Alguna vez escuché a alguien decir que la docencia universitaria poco comprometida es un acto de corrupción, de saqueo a los dineros públicos. Me atrevo, pues, a extender tal reflexión y a decir que la permanencia de estudiantes poco comprometidos en las universidades también es un acto deshonesto y reprobable, puesto que la educación profesional requiere del diálogo, del compromiso, del interés genuino tanto de docentes como de estudiantes, es una tarea ardua que demanda esfuerzo, que se construye en el día a día y que debe trascender las limitaciones institucionales, que debe enfocarse en la generación de vínculos académicos y sociales, de ampliar panoramas y de construir soluciones a los problemas comunes. De ahí la importancia de establecer una relación cercana entre las instituciones de educación superior y la sociedad a la que pertenecen, de asumir como propia la responsabilidad de proponer cambios, de atreverse.

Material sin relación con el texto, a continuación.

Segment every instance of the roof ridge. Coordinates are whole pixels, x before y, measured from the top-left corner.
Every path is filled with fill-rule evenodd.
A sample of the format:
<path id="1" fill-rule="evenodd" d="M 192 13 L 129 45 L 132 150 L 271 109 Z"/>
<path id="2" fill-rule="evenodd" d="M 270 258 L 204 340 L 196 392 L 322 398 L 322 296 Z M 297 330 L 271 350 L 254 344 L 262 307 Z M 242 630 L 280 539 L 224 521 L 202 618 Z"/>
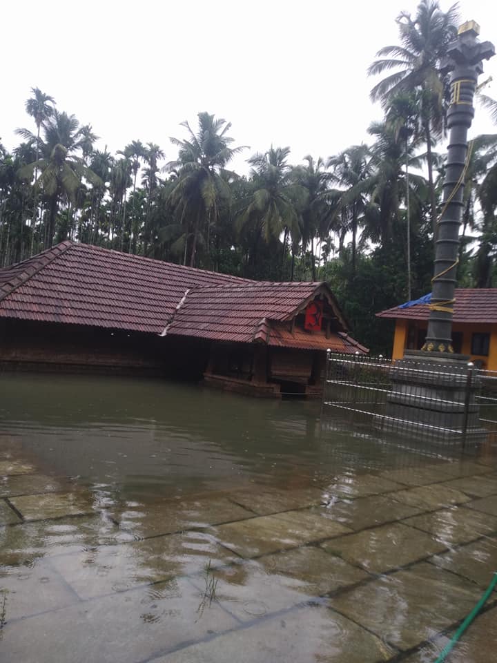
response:
<path id="1" fill-rule="evenodd" d="M 57 258 L 65 253 L 68 249 L 70 249 L 70 247 L 73 246 L 75 246 L 75 242 L 70 240 L 66 240 L 65 242 L 61 242 L 55 247 L 50 247 L 50 249 L 41 251 L 41 253 L 33 256 L 32 258 L 28 258 L 26 260 L 22 260 L 21 262 L 15 262 L 14 265 L 9 265 L 6 270 L 6 271 L 8 271 L 9 269 L 19 267 L 23 265 L 23 263 L 30 263 L 26 266 L 26 271 L 21 272 L 19 276 L 14 275 L 12 280 L 7 281 L 3 285 L 0 285 L 0 302 L 3 301 L 6 297 L 8 297 L 8 296 L 12 294 L 12 292 L 14 292 L 17 288 L 23 285 L 26 281 L 28 281 L 41 271 L 41 269 L 44 269 L 48 265 L 50 265 Z"/>
<path id="2" fill-rule="evenodd" d="M 179 265 L 177 262 L 170 262 L 168 260 L 160 260 L 157 258 L 149 258 L 148 256 L 137 256 L 136 253 L 125 253 L 122 251 L 117 251 L 115 249 L 106 249 L 105 247 L 97 247 L 94 244 L 84 244 L 81 242 L 74 242 L 72 244 L 76 248 L 81 247 L 82 249 L 90 249 L 91 251 L 99 251 L 107 253 L 115 253 L 123 258 L 130 258 L 131 260 L 146 260 L 148 262 L 153 262 L 155 265 L 171 265 L 173 267 L 178 267 L 179 269 L 186 269 L 188 271 L 200 272 L 200 273 L 202 274 L 214 274 L 216 276 L 224 276 L 226 278 L 236 279 L 238 281 L 241 281 L 246 284 L 259 282 L 251 278 L 246 278 L 244 276 L 236 276 L 235 274 L 225 274 L 222 271 L 212 271 L 210 269 L 204 269 L 202 267 L 191 267 L 187 265 Z M 57 244 L 57 246 L 60 246 L 60 244 Z"/>

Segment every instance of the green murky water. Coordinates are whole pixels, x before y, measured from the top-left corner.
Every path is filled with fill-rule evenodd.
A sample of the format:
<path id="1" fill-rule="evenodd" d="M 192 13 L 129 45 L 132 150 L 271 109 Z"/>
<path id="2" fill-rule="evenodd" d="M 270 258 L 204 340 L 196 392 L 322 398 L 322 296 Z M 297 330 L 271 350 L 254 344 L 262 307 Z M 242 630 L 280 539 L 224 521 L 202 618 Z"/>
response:
<path id="1" fill-rule="evenodd" d="M 86 486 L 174 497 L 326 472 L 315 401 L 81 376 L 4 374 L 0 390 L 1 432 Z"/>
<path id="2" fill-rule="evenodd" d="M 497 570 L 497 465 L 320 405 L 0 375 L 0 660 L 433 660 Z M 497 595 L 455 663 L 491 659 Z"/>

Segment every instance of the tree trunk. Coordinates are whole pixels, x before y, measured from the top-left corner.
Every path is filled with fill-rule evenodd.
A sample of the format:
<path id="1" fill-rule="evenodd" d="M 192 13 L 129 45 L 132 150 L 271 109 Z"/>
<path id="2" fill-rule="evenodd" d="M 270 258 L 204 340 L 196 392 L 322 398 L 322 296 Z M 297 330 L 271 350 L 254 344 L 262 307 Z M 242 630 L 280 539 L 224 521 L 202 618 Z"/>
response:
<path id="1" fill-rule="evenodd" d="M 355 243 L 357 235 L 357 210 L 355 203 L 352 206 L 352 276 L 355 276 Z"/>
<path id="2" fill-rule="evenodd" d="M 311 267 L 313 281 L 315 281 L 315 260 L 314 258 L 314 238 L 311 238 Z"/>
<path id="3" fill-rule="evenodd" d="M 430 192 L 430 212 L 431 217 L 431 229 L 433 233 L 433 244 L 437 238 L 437 212 L 435 187 L 433 181 L 433 157 L 431 155 L 431 132 L 429 128 L 429 119 L 425 122 L 425 136 L 427 142 L 427 165 L 428 166 L 428 187 Z"/>
<path id="4" fill-rule="evenodd" d="M 288 240 L 289 230 L 288 228 L 285 228 L 284 233 L 283 235 L 283 250 L 282 251 L 282 261 L 281 261 L 281 276 L 280 278 L 282 281 L 284 280 L 284 260 L 286 256 L 286 240 Z"/>
<path id="5" fill-rule="evenodd" d="M 190 267 L 194 267 L 195 263 L 195 253 L 197 253 L 197 236 L 198 235 L 198 229 L 199 223 L 199 217 L 200 212 L 198 211 L 195 216 L 195 224 L 193 228 L 193 240 L 192 242 L 192 251 L 190 256 Z"/>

Emociona ver cómo los estudiantes, a lo largo de su trayectoria universitaria, se van convirtiendo cada vez más en abogados, contadores, politólogos, filósofos, médicos, antropólogos, comunicólogos, diseñadores, odontólogos, sociólogos, trabajadores sociales, biólogos, ingenieros… van adoptando, con el paso de cada semestre, una serie de actitudes, pensamientos y sentires propios de su profesión, como si su formación profesional no sólo los dotara de los conocimientos y habilidades relativos a su disciplina, sino que les permitiera re-entender la vida y el mundo y actuar en consecuencia. Las profesiones, entonces, se pueden convertir en el eje que guíe las decisiones tomadas, en una forma de vida. De este modo, la tarea central de la formación profesional quedaría rebasada, en gran medida, y dejaría de ser la antesala del desempeño laboral para convertirse en generadora de cambios tanto individuales como sociales. Sin embargo, no existe una fórmula que perpetúe el entusiasmo de los estudiantes y que trascienda la etapa formativa y se traslade al ejercicio laboral, supongo entonces que todo esto dependerá del nivel de compromiso y de esfuerzo individual, pero también de la disposición de una sociedad que cada vez exige más y aporta menos. El reto es grande, sin duda. Volviendo al inicio, ¿para qué sirve estudiar una carrera? Para comprender de otro modo la realidad compleja en que vivimos, para proponer soluciones a los problemas comunes, para descubrir y descubrirse a sí mismo en el ejercicio profesional; las profesiones en sí mismas no son el remedio a los males sociales, pero podrían ser el inicio de una transformación.